At that time, the agency was funding a broad range of basic research projects from which grew many of the key innovations of the modern computer industry in personal computing, networking and workstations.

During the 1960's Evans served as chairman of the computer science departments at the University of California at Berkeley and at the University of Utah and was closely associated with an era of pioneering work that paved the way for the modern computer industry.

At Berkeley, Mr. Evans and his students made advances in the area of virtual memory, an important concept in computer science that allows the size of programs and data files to exceed the actual memory size of a computer. He also led a group of students and researchers in the design of a computer that became known as the SDS 940. Brought to market in the mid-1960's by the Xerox Corporation, it was the first commercial time-sharing computer system, enabling a number of computer users to simultaneously use a single computer.

In 1965, James Fletcher, then president of the University of Utah, recruited Mr. Evans to move back to Salt Lake City and create a computer science department.

Three years later, Evans recruited Ivan Sutherland to a faculty position at Utah from Harvard, where after leaving A.R.P.A. he had been conducting research in headmounted display screens for airplane pilots and other applications.

It was in 1968, during a dinner conversation while the two men were on a business consulting trip in Phoenix, that they decided to start Evans & Sutherland Computer. While still maintaining his university positions, Evans had the insight that each individual point in a computer image, a pixel, differs only incrementally from the pixels adjacent to it. By computing only these differences, rather than creating an, entirely new pixel in each instance, a computer can reserve tremendous amounts of processing power and speed for the creation of more complex graphics than would otherwise be possible.

He also led a group working on raster computer graphics, a process where images are generated by computing and displaying them an entire horizontal screen line at a time, which is a popular alternative to the "vector" method, where an electronic beam scans an image onto a screen like pencil would draw a picture on paper.
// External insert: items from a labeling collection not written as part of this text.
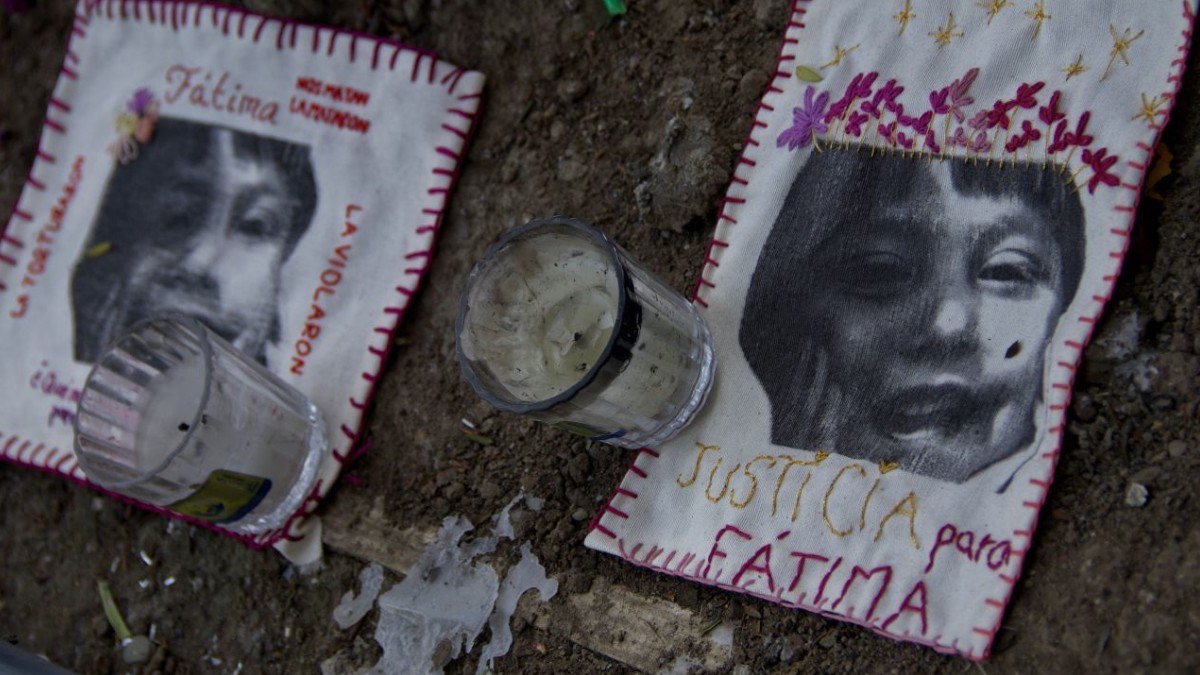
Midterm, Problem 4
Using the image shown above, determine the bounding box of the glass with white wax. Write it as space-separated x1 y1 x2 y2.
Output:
74 317 328 534
455 216 714 449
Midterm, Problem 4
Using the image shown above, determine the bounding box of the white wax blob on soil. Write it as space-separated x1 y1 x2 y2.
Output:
462 232 619 402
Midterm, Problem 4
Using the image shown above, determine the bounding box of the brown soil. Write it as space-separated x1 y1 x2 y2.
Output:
0 0 1200 673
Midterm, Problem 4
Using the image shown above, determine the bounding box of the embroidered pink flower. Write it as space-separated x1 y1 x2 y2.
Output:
971 131 991 153
775 85 829 150
824 72 880 121
896 110 934 136
986 101 1012 129
925 131 942 153
1084 148 1121 195
1038 91 1067 126
1013 82 1046 109
862 79 904 119
1046 110 1096 153
125 86 154 115
880 121 896 145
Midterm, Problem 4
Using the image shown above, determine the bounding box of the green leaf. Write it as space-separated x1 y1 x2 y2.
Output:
796 66 824 82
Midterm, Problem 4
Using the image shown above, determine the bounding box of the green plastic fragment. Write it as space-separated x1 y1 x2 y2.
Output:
96 580 133 643
604 0 628 17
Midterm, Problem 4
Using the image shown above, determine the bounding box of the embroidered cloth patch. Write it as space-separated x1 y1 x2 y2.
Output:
587 0 1194 659
0 0 484 563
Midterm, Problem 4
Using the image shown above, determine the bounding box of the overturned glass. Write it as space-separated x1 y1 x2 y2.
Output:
74 317 328 534
455 216 714 448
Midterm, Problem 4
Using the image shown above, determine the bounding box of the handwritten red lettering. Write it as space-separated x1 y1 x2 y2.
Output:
163 64 280 125
290 204 362 375
881 581 929 635
925 522 1013 574
288 96 371 133
829 565 892 621
296 77 371 106
8 155 84 318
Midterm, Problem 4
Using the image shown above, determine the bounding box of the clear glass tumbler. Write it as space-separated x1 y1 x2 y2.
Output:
74 317 328 534
455 216 714 448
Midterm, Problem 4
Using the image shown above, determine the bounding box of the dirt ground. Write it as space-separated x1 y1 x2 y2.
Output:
0 0 1200 675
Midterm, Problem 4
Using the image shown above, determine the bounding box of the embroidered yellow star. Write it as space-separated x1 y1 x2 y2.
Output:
929 12 962 48
892 0 917 35
1025 0 1054 40
1129 94 1166 126
1062 54 1087 79
821 44 859 70
1100 24 1146 79
976 0 1013 25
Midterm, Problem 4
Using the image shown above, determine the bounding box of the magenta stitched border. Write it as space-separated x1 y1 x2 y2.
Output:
588 0 1195 661
0 0 482 550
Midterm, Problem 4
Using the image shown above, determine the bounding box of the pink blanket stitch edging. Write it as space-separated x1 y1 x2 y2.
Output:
0 0 482 550
588 0 1195 661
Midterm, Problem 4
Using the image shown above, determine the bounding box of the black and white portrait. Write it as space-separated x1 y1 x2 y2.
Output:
739 148 1084 483
71 118 317 363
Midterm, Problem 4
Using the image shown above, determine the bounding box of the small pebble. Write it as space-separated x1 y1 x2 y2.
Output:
1126 483 1150 508
121 635 154 665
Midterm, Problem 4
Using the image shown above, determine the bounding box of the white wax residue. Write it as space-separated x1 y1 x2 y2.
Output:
463 233 619 401
133 356 204 472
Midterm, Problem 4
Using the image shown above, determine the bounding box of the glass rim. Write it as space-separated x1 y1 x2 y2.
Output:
73 313 212 489
454 215 629 414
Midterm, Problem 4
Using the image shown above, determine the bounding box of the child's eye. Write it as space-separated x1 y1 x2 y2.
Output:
979 249 1046 292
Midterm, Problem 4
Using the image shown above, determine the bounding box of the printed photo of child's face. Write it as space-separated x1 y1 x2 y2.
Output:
740 151 1082 482
72 120 316 362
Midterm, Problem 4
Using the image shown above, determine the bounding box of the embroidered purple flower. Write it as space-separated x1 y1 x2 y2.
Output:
775 85 829 150
943 68 979 123
125 86 154 115
846 113 871 136
1084 148 1121 195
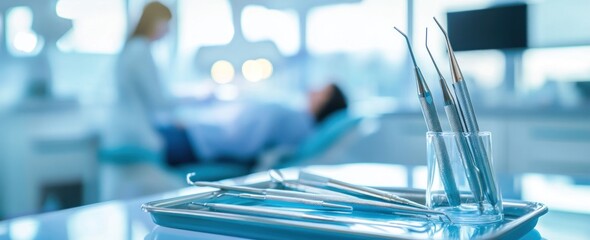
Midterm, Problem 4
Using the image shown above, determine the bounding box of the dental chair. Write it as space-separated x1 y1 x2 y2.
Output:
254 110 362 171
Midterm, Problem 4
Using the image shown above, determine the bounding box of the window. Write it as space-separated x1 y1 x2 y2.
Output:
242 6 300 56
178 0 234 57
6 7 43 56
56 0 127 54
307 0 407 61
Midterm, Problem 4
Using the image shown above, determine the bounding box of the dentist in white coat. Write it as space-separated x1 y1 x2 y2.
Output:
100 2 184 200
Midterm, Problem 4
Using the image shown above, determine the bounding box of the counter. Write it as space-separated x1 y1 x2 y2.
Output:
0 164 590 240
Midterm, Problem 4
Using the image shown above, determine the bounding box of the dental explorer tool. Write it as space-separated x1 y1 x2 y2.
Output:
191 182 447 217
433 17 500 207
268 169 356 198
394 27 461 206
189 203 444 229
299 171 428 209
222 193 352 211
425 28 485 212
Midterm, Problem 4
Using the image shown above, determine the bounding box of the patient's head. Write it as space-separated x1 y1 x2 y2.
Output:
309 83 348 123
132 2 172 40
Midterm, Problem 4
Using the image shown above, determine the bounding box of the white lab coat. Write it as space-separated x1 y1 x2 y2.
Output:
104 37 170 151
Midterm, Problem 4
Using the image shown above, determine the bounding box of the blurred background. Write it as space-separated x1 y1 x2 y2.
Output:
0 0 590 227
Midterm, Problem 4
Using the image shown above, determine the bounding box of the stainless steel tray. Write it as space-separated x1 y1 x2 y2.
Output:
142 182 548 239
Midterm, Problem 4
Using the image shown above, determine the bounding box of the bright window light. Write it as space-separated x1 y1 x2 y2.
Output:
242 6 300 55
456 50 506 89
178 0 234 54
242 58 273 82
6 7 43 56
55 0 127 54
523 46 590 91
307 0 407 61
211 60 235 84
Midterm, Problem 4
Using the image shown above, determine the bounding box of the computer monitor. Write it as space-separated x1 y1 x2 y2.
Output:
447 4 528 51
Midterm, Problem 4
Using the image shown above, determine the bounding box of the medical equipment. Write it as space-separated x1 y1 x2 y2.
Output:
433 17 502 209
189 181 450 221
220 193 352 211
268 169 354 197
394 27 461 206
299 171 428 209
189 202 428 232
425 28 485 212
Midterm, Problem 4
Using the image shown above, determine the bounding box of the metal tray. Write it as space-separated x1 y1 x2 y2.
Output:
142 182 548 239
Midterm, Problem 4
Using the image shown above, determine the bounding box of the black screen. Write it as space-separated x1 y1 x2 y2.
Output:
447 4 527 51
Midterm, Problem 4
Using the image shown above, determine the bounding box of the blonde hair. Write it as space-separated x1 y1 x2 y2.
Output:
131 2 172 37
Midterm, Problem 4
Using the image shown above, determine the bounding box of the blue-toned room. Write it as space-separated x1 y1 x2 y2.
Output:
0 0 590 240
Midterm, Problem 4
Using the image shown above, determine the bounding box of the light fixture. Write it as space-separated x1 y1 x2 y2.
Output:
211 60 235 84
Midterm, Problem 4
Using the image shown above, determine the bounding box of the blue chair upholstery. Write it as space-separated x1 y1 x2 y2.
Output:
98 145 162 164
277 110 361 167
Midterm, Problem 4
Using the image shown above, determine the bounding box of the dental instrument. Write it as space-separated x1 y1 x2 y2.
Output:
268 169 356 198
425 28 485 212
221 193 352 211
299 171 428 209
188 202 440 231
433 17 500 207
394 27 461 206
190 181 447 217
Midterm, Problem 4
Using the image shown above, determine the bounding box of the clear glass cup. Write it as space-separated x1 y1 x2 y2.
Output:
426 132 503 224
However, Mr. Evans's greatest contribution may have been the fact that at both Berkeley and Utah, he recruited and taught an extraordinary group of graduate students who went on to groundbreaking careers in computing. Among the best known of his former Utah students are Alan Kay, who later became the leader of a group of researchers at Xerox's Palo Alto Research Center credited with many of the ideas underlying the modern personal computer industry Jim Clark, a founder of Silicon Graphics Inc., a maker of advanced, workstations, and the Netscape Communications Corporation, the company that first successfully commercialized the World Wide Web browser; John Warnock, a co-founder of Adobe Systems Inc., whose printing software helped create the desktop publishing industry; Edwin Cat mull, a computer graphics pioneer who cofounded Pixar, the computer animation studio, and Alan Ashton cofounder of the Wordperfect Corporation.

Among Mr. Evans's professional honors was the 1986 IEEE Emanuel R. Piore Award and the 1996 Computer World-Smithsonian Award for lifetime achievement.

Evans died on Oct. 3rd, 1998 after a long battle with Alzheimer's disease.